Arrears are debts which have not been paid in a timely manner. This definition usually applies to debts for unpaid bills or royalties and covers situations on which one or more payment schedules have been missed. Another term used for this is rearage.
In the context of individual financial stability, it is important for people to ensure that bills and other financial obligations are paid on time, and the accumulation of arrears is kept to a minimum. An individual who has too much debt inevitably sees this reflected in his or her credit score.
In the context of investment, arrears refers to dividends which have not been paid out to the company’s share holders. Upon maturity date, dividends on investments, such as stocks or bonds, should be paid out to share holders.
However, in cases of financial difficulty, the company may suspend dividend payouts. It can arrange an alternative payment schedule with its investors. In this case, the company will be in arrears until it is finally able to issue payments to its share holders.
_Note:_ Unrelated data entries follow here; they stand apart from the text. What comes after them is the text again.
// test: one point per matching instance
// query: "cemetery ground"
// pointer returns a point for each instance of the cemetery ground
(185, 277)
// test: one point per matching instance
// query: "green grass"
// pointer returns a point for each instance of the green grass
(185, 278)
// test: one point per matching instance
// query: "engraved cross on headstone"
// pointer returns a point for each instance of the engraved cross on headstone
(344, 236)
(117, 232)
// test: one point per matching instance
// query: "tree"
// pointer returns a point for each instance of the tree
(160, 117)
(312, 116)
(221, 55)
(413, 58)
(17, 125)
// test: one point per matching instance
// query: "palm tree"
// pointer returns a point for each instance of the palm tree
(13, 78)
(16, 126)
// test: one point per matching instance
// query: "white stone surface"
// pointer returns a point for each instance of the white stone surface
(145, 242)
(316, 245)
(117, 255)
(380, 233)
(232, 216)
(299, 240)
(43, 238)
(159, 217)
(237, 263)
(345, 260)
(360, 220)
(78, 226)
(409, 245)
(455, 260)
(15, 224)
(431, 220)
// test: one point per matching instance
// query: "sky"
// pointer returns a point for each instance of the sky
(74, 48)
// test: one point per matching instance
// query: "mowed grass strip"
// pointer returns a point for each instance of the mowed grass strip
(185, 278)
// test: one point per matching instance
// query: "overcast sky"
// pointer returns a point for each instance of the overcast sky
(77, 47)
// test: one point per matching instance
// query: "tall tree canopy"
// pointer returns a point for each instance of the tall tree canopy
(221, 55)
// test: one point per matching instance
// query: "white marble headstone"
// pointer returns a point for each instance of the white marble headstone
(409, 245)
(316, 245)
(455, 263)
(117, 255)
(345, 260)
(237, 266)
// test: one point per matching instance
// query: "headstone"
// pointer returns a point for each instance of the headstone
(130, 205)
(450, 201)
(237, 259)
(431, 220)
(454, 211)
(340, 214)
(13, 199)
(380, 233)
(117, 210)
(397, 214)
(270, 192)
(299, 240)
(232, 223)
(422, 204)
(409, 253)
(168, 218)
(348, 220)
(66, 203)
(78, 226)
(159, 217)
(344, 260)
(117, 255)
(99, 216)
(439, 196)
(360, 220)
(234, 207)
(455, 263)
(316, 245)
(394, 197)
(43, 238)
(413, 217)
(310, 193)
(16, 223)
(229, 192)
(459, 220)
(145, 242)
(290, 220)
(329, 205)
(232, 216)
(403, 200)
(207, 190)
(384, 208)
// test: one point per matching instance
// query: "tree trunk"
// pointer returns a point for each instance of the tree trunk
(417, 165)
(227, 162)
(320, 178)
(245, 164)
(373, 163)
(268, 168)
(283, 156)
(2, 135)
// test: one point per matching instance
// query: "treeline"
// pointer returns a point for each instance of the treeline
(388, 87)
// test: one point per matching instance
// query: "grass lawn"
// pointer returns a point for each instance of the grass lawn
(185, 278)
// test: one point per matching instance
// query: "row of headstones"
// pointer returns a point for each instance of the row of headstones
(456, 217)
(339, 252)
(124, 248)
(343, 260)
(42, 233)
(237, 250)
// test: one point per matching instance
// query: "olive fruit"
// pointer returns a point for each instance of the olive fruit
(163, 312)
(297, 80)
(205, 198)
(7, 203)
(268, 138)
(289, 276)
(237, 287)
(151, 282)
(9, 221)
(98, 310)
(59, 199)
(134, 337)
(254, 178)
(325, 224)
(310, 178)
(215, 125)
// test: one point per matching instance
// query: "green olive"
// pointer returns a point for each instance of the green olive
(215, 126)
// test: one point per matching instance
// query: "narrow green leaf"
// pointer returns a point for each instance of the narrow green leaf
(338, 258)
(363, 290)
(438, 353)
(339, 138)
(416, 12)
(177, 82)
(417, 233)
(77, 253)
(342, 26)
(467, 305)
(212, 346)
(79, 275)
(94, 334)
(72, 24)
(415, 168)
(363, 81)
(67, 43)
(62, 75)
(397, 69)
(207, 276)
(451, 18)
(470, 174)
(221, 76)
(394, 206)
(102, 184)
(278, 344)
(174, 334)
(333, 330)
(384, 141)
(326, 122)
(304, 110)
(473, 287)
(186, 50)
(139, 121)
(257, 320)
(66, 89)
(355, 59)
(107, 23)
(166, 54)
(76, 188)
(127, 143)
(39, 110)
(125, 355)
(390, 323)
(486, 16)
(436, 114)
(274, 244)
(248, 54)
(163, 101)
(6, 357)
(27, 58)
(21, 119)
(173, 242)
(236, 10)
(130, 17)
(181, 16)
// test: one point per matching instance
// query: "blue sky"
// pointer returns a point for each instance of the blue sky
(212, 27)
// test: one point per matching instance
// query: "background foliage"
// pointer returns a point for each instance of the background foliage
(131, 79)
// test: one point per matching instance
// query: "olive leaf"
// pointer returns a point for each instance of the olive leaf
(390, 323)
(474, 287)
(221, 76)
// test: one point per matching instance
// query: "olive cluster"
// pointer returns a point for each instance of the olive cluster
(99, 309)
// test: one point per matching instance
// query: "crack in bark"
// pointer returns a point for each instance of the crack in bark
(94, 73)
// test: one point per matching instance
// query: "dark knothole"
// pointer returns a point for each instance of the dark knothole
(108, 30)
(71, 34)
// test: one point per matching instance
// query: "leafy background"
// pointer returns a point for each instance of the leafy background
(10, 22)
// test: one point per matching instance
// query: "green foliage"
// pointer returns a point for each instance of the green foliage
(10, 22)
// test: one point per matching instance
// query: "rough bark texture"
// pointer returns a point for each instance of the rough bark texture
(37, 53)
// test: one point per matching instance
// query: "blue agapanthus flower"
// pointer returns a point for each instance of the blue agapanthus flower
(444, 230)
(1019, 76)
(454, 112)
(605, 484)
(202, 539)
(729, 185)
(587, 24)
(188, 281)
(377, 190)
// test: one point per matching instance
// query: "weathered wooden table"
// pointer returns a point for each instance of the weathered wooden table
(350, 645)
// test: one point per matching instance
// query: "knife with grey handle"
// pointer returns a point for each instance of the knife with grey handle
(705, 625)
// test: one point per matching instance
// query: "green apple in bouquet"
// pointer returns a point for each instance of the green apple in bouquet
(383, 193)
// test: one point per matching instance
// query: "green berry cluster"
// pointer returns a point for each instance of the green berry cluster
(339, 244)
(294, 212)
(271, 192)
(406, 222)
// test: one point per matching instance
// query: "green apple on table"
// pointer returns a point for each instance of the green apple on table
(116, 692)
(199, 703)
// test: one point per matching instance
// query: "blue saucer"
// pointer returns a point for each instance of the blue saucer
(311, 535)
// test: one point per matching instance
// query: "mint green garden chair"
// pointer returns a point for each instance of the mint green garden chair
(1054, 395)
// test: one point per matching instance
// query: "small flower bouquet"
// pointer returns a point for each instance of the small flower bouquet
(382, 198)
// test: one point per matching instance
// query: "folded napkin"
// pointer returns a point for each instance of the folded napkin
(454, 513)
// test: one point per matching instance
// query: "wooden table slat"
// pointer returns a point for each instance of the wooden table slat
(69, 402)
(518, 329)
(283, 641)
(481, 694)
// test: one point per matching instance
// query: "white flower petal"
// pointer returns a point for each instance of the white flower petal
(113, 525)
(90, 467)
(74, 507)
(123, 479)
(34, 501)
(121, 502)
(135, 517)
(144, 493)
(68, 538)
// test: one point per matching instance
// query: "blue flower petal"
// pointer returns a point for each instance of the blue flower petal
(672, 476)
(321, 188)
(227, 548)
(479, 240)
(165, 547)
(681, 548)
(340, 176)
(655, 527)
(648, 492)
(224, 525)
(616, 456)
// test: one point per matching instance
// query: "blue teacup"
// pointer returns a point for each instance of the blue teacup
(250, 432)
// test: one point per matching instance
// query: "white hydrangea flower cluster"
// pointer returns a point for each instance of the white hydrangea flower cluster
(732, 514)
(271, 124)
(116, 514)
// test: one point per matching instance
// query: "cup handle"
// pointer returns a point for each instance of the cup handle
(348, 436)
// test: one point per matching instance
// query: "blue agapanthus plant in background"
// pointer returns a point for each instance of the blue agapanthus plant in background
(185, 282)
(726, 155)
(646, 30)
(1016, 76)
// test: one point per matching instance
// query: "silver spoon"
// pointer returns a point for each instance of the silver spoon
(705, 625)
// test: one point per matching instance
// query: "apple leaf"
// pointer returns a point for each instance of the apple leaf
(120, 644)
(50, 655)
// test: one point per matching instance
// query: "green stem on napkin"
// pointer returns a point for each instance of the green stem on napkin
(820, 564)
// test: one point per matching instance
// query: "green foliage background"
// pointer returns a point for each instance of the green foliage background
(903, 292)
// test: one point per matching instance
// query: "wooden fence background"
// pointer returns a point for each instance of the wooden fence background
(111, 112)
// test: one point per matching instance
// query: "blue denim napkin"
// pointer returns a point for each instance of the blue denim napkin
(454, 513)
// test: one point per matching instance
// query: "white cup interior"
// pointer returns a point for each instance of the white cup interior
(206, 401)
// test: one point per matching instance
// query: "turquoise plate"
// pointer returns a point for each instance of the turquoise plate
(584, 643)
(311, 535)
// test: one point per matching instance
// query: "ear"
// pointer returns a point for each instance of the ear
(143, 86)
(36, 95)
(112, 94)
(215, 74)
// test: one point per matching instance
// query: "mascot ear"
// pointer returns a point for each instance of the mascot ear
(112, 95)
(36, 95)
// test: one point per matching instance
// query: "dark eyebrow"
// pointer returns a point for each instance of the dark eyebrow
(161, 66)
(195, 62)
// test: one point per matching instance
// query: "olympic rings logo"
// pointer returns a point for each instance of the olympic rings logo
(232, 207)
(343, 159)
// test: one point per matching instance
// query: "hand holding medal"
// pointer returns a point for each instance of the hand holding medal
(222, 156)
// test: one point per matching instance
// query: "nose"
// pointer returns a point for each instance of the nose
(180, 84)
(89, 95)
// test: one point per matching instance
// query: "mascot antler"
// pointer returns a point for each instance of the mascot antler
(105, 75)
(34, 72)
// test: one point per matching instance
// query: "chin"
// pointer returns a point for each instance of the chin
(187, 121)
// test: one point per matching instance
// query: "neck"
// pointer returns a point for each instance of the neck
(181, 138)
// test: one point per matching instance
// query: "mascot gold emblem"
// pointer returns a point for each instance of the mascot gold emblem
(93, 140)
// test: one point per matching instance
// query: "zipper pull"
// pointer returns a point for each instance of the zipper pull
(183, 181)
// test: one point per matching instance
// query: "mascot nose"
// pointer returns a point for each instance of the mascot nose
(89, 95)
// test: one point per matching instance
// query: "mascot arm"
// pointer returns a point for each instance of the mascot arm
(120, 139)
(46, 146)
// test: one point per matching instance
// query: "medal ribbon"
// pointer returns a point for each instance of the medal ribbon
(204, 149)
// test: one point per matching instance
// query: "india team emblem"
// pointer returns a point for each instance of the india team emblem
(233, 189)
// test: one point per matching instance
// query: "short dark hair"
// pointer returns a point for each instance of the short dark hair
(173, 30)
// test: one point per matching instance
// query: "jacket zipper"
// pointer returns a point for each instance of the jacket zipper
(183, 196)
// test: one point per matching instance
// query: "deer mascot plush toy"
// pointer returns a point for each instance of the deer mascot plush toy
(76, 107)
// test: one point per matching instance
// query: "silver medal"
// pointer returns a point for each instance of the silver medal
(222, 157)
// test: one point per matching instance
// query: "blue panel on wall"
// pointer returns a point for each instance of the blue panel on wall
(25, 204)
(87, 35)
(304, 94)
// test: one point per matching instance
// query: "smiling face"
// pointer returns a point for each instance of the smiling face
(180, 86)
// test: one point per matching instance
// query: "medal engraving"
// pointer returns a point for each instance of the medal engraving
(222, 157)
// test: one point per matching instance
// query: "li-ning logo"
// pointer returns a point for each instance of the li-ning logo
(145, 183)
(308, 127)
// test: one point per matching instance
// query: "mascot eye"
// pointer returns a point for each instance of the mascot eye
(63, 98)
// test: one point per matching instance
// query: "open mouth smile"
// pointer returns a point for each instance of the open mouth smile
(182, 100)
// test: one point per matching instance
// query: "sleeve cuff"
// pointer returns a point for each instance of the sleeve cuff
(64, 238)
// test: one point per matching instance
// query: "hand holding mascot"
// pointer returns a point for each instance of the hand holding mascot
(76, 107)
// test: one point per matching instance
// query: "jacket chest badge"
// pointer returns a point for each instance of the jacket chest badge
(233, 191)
The method in which these payments are settled also depends on the type of shares held by the investor. If the shareholder has cumulative preferred shares, then payments should be issued to him first, before common stock holders can be paid. Also, all suspended payments accumulate and will have to be paid to such shareholders.
On the other hand, should the share fall under the non-cumulative preferred category, then the company does not issue payments for previously deferred pay outs.
Another use of the term may be in the phrase “payments in arrears.” In this case, there is no negative impression attached because this describes payments which are issued after the product or service has already been provided. There is no problem with this provided that such payment was given within the time period agreed on.